Hi my name is Adam I am in my third year as a photo major at school.  I may have bit off a little more then I could chew with my final photo project.  I have recently started playing with liquid light and thought it would be a fun project to do for a final is to put images of skateboarders on broken skateboards.  The first one came out fine nice over all tonality of the print.  How ever I ran into a bit of a problem.  Some of my negatives lack contrast which is making the image very gray and flat.  I have no blacks or whites.  I tried scanning the negatives adding contrast in photoshop and contact printing them.  I also tried making a negative to enlarge in photoshop the only problem is the ink-jet transparencies have these little bumps I suppose to grab the ink and it is causing dark dots on my prints almost like it is pixelated.

My question is how can I make the liquid light more contrasty?  My teacher suggested developing in straight dektol.  Another teacher said that may not work.

A little background these are skateboards broken in half.  Coated with some white matte spray paint and a coat of clear polyurethane on top.

Any help would be great my crit is TUESDAY!

Thanks,
Adam


----------



## Alpha (Dec 7, 2007)

You could:

a) Lith print the boards, or b) Make a high contrast negative from the original, then print that.


----------



## itakepictures (Dec 7, 2007)

MaxBloom said:


> You could:
> 
> a) Lith print the boards, or b) Make a high contrast negative from the original, then print that.



I tried making my own high contrast negative and it doesn't work because of the grain on the transparencies for the ink-jet printer.


----------



## Alpha (Dec 8, 2007)

I mean make a real high-contrast negative. Make normal print of the shot (if the negs are soft, perhaps a grade 3), then contact print that onto LF film. An orthochromatic copy film would be good for this, as they tend to be slow and you can work with it under safelight. I'd recommend something like the Arista APHS half-tone. You could also try Adox/Efke ORT25/PL25. They're all available from Freestyle Photographic, and aren't very expensive. 25 sheets of the 8x10 APHS will only set you back $18.
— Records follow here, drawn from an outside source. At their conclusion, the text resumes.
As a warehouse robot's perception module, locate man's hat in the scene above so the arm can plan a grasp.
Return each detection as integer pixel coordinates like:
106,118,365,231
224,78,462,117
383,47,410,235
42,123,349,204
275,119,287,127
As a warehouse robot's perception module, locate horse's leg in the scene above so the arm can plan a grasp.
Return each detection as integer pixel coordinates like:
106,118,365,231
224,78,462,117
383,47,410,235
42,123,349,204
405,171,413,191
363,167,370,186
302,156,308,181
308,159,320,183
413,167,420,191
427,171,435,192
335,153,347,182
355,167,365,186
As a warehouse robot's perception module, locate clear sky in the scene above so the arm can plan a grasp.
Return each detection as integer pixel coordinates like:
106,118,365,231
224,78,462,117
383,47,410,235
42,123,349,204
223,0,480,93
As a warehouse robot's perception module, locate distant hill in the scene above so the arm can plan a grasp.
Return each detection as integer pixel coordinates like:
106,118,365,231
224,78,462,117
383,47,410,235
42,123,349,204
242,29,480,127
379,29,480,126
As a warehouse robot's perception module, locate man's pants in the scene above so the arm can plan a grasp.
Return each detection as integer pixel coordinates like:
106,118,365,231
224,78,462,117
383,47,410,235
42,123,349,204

Edit: I should add, in case you didn't know, that it has to be a red safelight. An amber one will fog the film.


----------



## KMac (Dec 10, 2007)

Go here http://www.alternativephotography.com/process_liquidlight.html and check out point number 2. I have never tried liquid light but the description looks like it would be helpful.

Good luck,
Kevin


----------



## Sw1tchFX (Dec 10, 2007)

you're working with negatives, which I would guess you've been using enlargers and making real B&W prints. 

Why don't you use contrast filters?


----------



## Alpha (Dec 10, 2007)

A grade 5 perhaps, if available.


----------



## itakepictures (Dec 11, 2007)

KMac said:


> Go here http://www.alternativephotography.com/process_liquidlight.html and check out point number 2. I have never tried liquid light but the description looks like it would be helpful.
> 
> Good luck,
> Kevin



thanks I tried it and it just beaded off the skateboards.  You can't use the contrast filters with liquid light.


----------



## Alpha (Dec 11, 2007)

Lith print it.


----------